During the ’40s, a group of talented artists and writers who’d either been fired from or quit the animation factories at Walt Disney and Warner Bros. banded together to form United Productions Of America, and sparked a revolution in the cartoon business. Partly because of their tiny budgets, and partly because they believed that the major studios were wasting time and money chasing “realism,” UPA animators like John Hubley and Robert Cannon relied on abstraction and modernist design to make their cheap, stiff short films stand out. While Disney films looked like illustrations from 19th-century novels, and Warner Bros. and MGM were extending the tradition of slapstick two-reelers, the UPA team was occupying itself with dry, wry cartoons that looked and felt like a combination of New Yorker gags and children’s picture books. Before long, UPA shorts became staples at the Oscars, and even the usually stodgy Disney started loosening up its style to become more UPA-like. The UPA look became more of the norm for animation in the ’50s and ’60s, especially once studios started pumping out even cheaper cartoons for television.

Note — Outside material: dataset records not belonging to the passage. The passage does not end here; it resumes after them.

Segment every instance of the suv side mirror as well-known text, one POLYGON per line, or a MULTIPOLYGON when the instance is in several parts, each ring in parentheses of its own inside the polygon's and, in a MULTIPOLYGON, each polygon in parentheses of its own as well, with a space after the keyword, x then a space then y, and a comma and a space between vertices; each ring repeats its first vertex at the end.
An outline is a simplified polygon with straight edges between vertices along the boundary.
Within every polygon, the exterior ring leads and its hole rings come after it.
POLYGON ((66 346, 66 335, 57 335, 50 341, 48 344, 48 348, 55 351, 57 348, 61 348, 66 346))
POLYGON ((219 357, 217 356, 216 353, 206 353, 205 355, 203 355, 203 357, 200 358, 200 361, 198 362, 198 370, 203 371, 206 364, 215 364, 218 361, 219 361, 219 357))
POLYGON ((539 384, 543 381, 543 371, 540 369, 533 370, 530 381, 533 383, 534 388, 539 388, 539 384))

And yet those original, industry-changing UPA shorts never found much of a home on TV the way the Warner, Disney, MGM, and Lantz cartoons did, because while UPA did feature some recurring characters—most notably Mr. Magoo and Dr. Seuss’ Gerald McBoing Boing—its most innovative work was eccentric and eclectic, and not always easily classifiable as “for kids.” That’s what makes the three-DVD UPA: The Jolly Frolics Collection so welcome. It’s not just that the shorts have been beautifully restored (though they have); it’s that they’re available to see at all, after decades of being consigned to the repertory circuit. There are so many classics here: Hubley’s gorgeously jazzy take on the old “Frankie & Johnny” legend, “Rooty Toot Toot;” Cannon’s faithfully chalky adaptation of Ludwig Bemelmans’ Madeline; William Hurtz bringing James Thurber to life in “The Unicorn In The Garden;” Ted Parmelee’s painterly, spooky, James Mason-narrated version of Edgar Allan Poe’s “The Tell-Tale Heart;” Cannon’s hilariously deadpan lesson in lawlessness “The Jaywalker;” and more.

UPA wasn’t above formula. The company’s partners at Columbia Pictures urged UPA to keep bringing back Magoo and McBoing Boing, and even in its one-off shorts, UPA returned over and over to the subject of flustered suburban dads and their weirdo kids. (Some of these cartoons, such as Cannon’s suburbia-as-Wild West piece “Willie The Kid,” are brilliant; others are more pedestrian.) And UPA’s association with Columbia led to an early-’50s “purge” of leftists, including Hubley and future bestselling children’s book author P.D. Eastman, which had an impact on the quality of the work in the latter part of the decade. But that mainly means that the shorts on disc three of The Jolly Frolics Collection are downgraded from “brilliant” to “very good.” Even the late ’50s shorts designed to capitalize on the calypso/folk craze are vibrant and funny. UPA’s innovations became standardized quickly, but the original brand is flavorful in its own way, with a sensibility that’s at once humble and knowing.

Key features: A brief intro by Leonard Maltin, commentary by Maltin and Jerry Beck on selected shorts, and copious samples of original art and promotional materials.